Since we haven't had rain in a long time- the river was low and the current was very slow. We were VERY impressed when we convinced Diva that it was ok to put all four hooves in... (she's the weenie out of the herd- the hydrophobic one!).......




:






But one hoof followed another until my little hydrophic Diva was actually having *fun*!

Soon She was leading US deeper! :new_shocked:






And she was having a blast!! Blowing bubbles, splashing, dancing around! :new_multi: Is this my Diva?!?!






MY Diva?! Almost covered in water?!?! No way! I wouldn't have believed it if I wasn't there myself! :new_shocked:






That was as deep as the river went in it's low state- but she had a blast!

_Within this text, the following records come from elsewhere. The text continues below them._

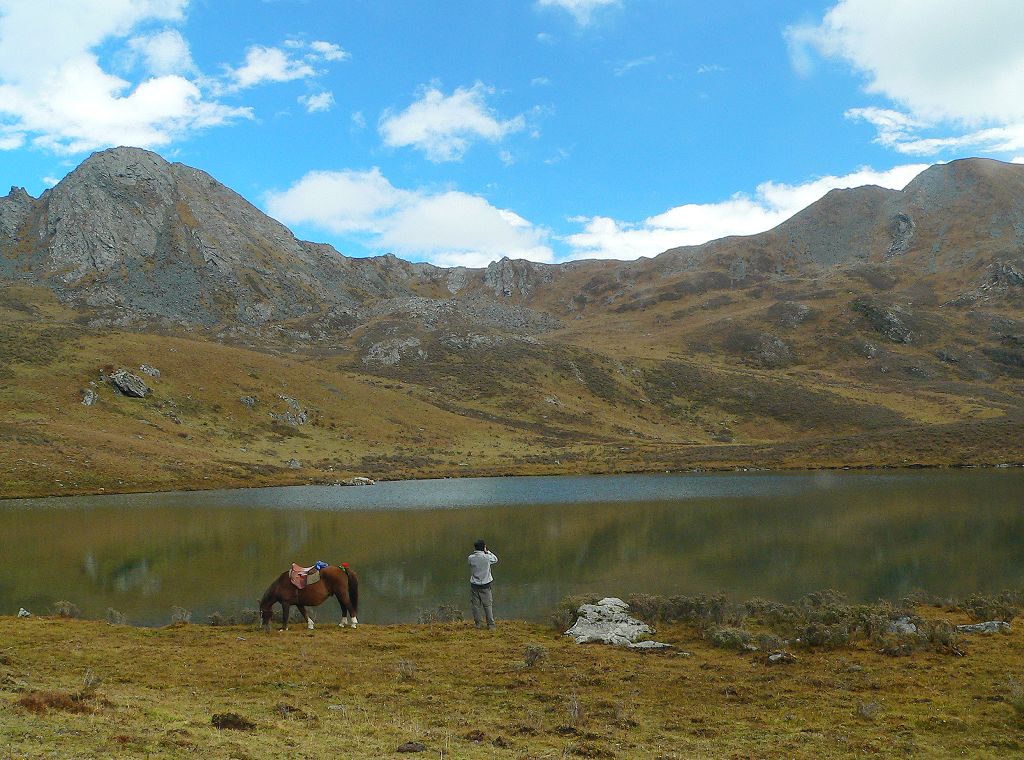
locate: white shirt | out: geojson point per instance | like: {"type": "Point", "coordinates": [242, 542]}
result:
{"type": "Point", "coordinates": [479, 567]}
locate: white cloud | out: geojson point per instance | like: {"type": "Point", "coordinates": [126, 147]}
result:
{"type": "Point", "coordinates": [328, 50]}
{"type": "Point", "coordinates": [448, 227]}
{"type": "Point", "coordinates": [772, 204]}
{"type": "Point", "coordinates": [442, 126]}
{"type": "Point", "coordinates": [164, 52]}
{"type": "Point", "coordinates": [320, 102]}
{"type": "Point", "coordinates": [268, 65]}
{"type": "Point", "coordinates": [582, 10]}
{"type": "Point", "coordinates": [54, 93]}
{"type": "Point", "coordinates": [635, 64]}
{"type": "Point", "coordinates": [951, 69]}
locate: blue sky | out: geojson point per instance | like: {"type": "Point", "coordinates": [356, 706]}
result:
{"type": "Point", "coordinates": [459, 132]}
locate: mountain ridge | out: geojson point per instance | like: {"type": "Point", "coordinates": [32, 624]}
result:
{"type": "Point", "coordinates": [873, 328]}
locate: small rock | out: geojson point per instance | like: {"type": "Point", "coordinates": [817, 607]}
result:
{"type": "Point", "coordinates": [902, 626]}
{"type": "Point", "coordinates": [357, 480]}
{"type": "Point", "coordinates": [991, 626]}
{"type": "Point", "coordinates": [129, 384]}
{"type": "Point", "coordinates": [412, 747]}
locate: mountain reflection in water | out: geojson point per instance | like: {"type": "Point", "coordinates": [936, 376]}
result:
{"type": "Point", "coordinates": [877, 535]}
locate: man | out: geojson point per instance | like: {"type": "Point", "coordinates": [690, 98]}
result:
{"type": "Point", "coordinates": [479, 584]}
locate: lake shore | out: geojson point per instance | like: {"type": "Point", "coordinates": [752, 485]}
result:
{"type": "Point", "coordinates": [84, 687]}
{"type": "Point", "coordinates": [285, 478]}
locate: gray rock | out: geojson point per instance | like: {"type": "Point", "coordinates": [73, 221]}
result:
{"type": "Point", "coordinates": [901, 229]}
{"type": "Point", "coordinates": [607, 622]}
{"type": "Point", "coordinates": [902, 626]}
{"type": "Point", "coordinates": [992, 626]}
{"type": "Point", "coordinates": [357, 480]}
{"type": "Point", "coordinates": [129, 384]}
{"type": "Point", "coordinates": [293, 415]}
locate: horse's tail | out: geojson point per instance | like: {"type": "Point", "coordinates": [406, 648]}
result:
{"type": "Point", "coordinates": [353, 588]}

We'll definatly be trying it again soon!



:






Thanks for looking everyone- this just goes to show you that there is hope- even for the hydrophobic ones!!!



: Luckily I have a ton of photos to document this!!


----------



## Lucky-C-Acres-Minis (Oct 10, 2007)

Love the pics!!! Way to go! Wish we had a 'swimming hole'


----------



## PaintedPromiseRanch (Oct 10, 2007)

how fun! we just had a chance to do this with our BIG riding horses... and had our own hydrophobe neck deep as well! then there is my filly who balked at entering the water and then LEAPED, soaking everyone...


----------



## twister (Oct 10, 2007)

:aktion033: great pictures and what a big, brave Diva :lol: Looks like great fun :bgrin

Yvonne


----------



## ChrystalPaths (Oct 10, 2007)

That was a wonderful pictorial story!


----------



## EAD Minis (Oct 10, 2007)

*Awsome pictures!!!Hope I can do that with mine some day. *


----------



## Matt73 (Oct 10, 2007)

Gorgeous!


----------



## Miniv (Oct 11, 2007)

That's great.........and she's a pretty girl, too!

MA


----------



## maplegum (Oct 11, 2007)

How much fun does that look! :new_shocked:

I used to go swimming with my riding horse years ago, so your photos bought back lots of happy memories.

Way to go Diva!!! :aktion033:


----------



## shoeboxstables (Oct 11, 2007)

Thanks everyone!!!

It was a Blast!! It was definatly a bonding expirience. Isn't it fun?!?!


----------



## MBhorses (Oct 11, 2007)

: great way to cool off.

cute photos.


----------



## Equuisize (Oct 12, 2007)

Bet that felt refreshing to her after a drive in that very unlike fall weather you've been having!

Probably felt pretty good to y ou guys to soak your feet, too!


----------



## Jill (Oct 12, 2007)

Great pictures! That looks like fun!!!


----------